Ancora sconfitta per la Passalacqua

Terza sconfitta consecutiva per la Passalacqua, superata al supplementare dal Sassari.
Le superstiti della squadra ragusana, in sostanza solo 6 elementi, hanno lottato e avrebbero potuto anche fare il colpaccio, sia ai secondi finali dei 40 minuti, che in quelli del supplementare.
Ma la stanchezza fisica e la scarsa lucidità, unita alla tensione per la consapevolezza di non potere fare di più, rendono ogni azione una impresa.
Nel comunicato della società si legge che si è dovuto fare a meno anche di una giovane atleta impossibilitata alla trasferta per motivi di studio. Nulla da eccepire per le esigenze dell’atleta e per i motivi che hanno impedito di partecipare alla trasferta di Sassari, ma una squadra della massima serie non può avere a che fare con motivi di studio, arrivi ritardati dall’America, ritorni a casa temporanei indifferibili, in un contesto dominato, peraltro, da una lunga serie di infortuni sui quali nessuno si è voluto soffermare.

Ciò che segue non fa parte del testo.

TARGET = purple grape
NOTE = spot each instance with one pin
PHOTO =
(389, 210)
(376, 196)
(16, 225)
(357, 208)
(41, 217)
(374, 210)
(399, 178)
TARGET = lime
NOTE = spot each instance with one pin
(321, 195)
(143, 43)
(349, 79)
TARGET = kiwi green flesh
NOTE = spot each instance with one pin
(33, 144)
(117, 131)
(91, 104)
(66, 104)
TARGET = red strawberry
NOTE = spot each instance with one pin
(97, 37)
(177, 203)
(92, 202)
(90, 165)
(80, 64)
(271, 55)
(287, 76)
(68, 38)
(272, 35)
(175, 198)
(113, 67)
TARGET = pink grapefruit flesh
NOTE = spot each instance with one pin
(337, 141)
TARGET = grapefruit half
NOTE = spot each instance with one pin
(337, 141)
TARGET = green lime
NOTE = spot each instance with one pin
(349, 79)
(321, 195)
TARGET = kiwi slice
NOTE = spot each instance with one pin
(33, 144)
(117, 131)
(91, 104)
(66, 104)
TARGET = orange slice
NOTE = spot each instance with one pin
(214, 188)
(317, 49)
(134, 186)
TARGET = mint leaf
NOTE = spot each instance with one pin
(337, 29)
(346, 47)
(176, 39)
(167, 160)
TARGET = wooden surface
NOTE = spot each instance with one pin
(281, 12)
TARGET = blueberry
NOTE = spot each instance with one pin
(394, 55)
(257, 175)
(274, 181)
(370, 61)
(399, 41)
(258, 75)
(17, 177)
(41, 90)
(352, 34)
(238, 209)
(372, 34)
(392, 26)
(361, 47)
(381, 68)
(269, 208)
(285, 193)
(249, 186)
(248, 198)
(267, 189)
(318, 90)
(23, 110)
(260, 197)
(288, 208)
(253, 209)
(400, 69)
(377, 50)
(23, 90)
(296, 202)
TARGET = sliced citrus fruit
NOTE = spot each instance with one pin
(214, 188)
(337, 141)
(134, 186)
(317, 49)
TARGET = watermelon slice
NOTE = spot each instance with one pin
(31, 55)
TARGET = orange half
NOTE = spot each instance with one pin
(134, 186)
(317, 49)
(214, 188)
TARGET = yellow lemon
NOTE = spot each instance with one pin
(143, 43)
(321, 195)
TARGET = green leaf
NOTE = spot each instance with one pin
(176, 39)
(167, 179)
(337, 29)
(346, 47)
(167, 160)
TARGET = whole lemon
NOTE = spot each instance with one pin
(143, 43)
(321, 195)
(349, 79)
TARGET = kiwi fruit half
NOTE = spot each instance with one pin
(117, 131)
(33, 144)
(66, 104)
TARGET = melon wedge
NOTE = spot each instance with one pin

Voci di corridoio danno in partenza anche qualche dirigente, segnale che qualche cosa si è incrinato nel giocattolo con il quale, finora, ci hanno permesso di divertirci.
Sarebbe opportuno, come dice qualcuno con una espressione per ora di moda, resettare e avviare una riflessione profonda per arginare la china negativa e cercare di affrontare al meglio la parte finale del campionato
Domenica prossima la squadra torna a giocare in casa contro San Martino di Lupari.